Digital Classroom - Amazon SageMaker Studio for Data Scientists
Offered By: Amazon Web Services via AWS Skill Builder
Course Description
Overview
Amazon SageMaker Studio helps data scientists prepare, build, train, deploy, and monitor machine learning (ML) models quickly by bringing together a broad set of capabilities purpose-built for ML. This course prepares experienced data scientists to use the tools that are part of SageMaker Studio to improve productivity at every step of the ML lifecycle.
Course Objectives
In this course, you will learn how to:
- Accelerate the preparation, building, training, deployment, and monitoring of ML solutions for tabular data by using Amazon SageMaker Studio.
Intended Audience
This course is intended for:
- Experienced data scientists who are proficient in ML and deep learning fundamentals.
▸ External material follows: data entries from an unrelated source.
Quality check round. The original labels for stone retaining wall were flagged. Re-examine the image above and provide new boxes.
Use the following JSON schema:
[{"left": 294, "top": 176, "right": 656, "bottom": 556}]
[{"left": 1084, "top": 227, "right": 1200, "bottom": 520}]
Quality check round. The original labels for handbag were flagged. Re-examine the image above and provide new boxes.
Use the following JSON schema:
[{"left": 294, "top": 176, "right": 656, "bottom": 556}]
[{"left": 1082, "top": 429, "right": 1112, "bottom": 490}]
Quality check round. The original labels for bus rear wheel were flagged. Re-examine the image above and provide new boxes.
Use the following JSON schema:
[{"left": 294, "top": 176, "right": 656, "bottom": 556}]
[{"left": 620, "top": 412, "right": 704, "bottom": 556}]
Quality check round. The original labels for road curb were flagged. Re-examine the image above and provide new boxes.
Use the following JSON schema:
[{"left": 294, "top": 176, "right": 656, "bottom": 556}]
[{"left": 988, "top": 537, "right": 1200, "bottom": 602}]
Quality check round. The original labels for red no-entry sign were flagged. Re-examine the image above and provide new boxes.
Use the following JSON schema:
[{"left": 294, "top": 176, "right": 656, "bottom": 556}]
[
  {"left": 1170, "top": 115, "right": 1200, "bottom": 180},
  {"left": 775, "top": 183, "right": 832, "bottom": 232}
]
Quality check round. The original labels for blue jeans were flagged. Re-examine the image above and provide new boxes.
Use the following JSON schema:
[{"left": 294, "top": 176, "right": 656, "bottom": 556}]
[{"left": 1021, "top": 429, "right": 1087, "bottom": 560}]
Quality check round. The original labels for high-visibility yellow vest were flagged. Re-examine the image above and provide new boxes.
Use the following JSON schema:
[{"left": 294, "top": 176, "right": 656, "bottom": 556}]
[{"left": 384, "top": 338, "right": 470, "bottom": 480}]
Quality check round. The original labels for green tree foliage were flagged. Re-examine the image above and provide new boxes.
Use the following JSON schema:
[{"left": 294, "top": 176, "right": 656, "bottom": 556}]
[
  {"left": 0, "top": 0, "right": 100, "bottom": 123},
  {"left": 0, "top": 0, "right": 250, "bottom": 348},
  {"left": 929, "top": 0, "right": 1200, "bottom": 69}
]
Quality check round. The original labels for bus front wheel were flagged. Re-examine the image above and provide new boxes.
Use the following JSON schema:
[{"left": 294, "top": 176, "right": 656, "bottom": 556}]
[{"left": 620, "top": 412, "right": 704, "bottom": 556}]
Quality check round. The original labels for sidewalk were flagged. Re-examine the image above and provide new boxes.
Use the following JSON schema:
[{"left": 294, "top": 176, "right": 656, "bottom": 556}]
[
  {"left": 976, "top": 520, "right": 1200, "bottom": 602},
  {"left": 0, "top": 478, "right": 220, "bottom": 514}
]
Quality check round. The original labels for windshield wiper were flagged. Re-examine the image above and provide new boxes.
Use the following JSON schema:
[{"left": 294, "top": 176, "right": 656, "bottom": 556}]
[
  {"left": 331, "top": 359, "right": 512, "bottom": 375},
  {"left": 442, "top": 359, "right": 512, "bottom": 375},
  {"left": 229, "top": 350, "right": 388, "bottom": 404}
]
Relevant experience includes using ML frameworks, Python programming, and the process of building, training, tuning, and deploying models.
Prerequisites
We recommend that attendees of this course have taken the following prerequisite course(s):
- AWS Technical Essentials
- AWS Technical Essentials
We recommend students who are not experienced data scientists complete the following two courses followed by 1-year on-the-job experience building models prior to taking this course:
- Machine Learning Pipeline on AWS (3–day AWS Digital Classroom course)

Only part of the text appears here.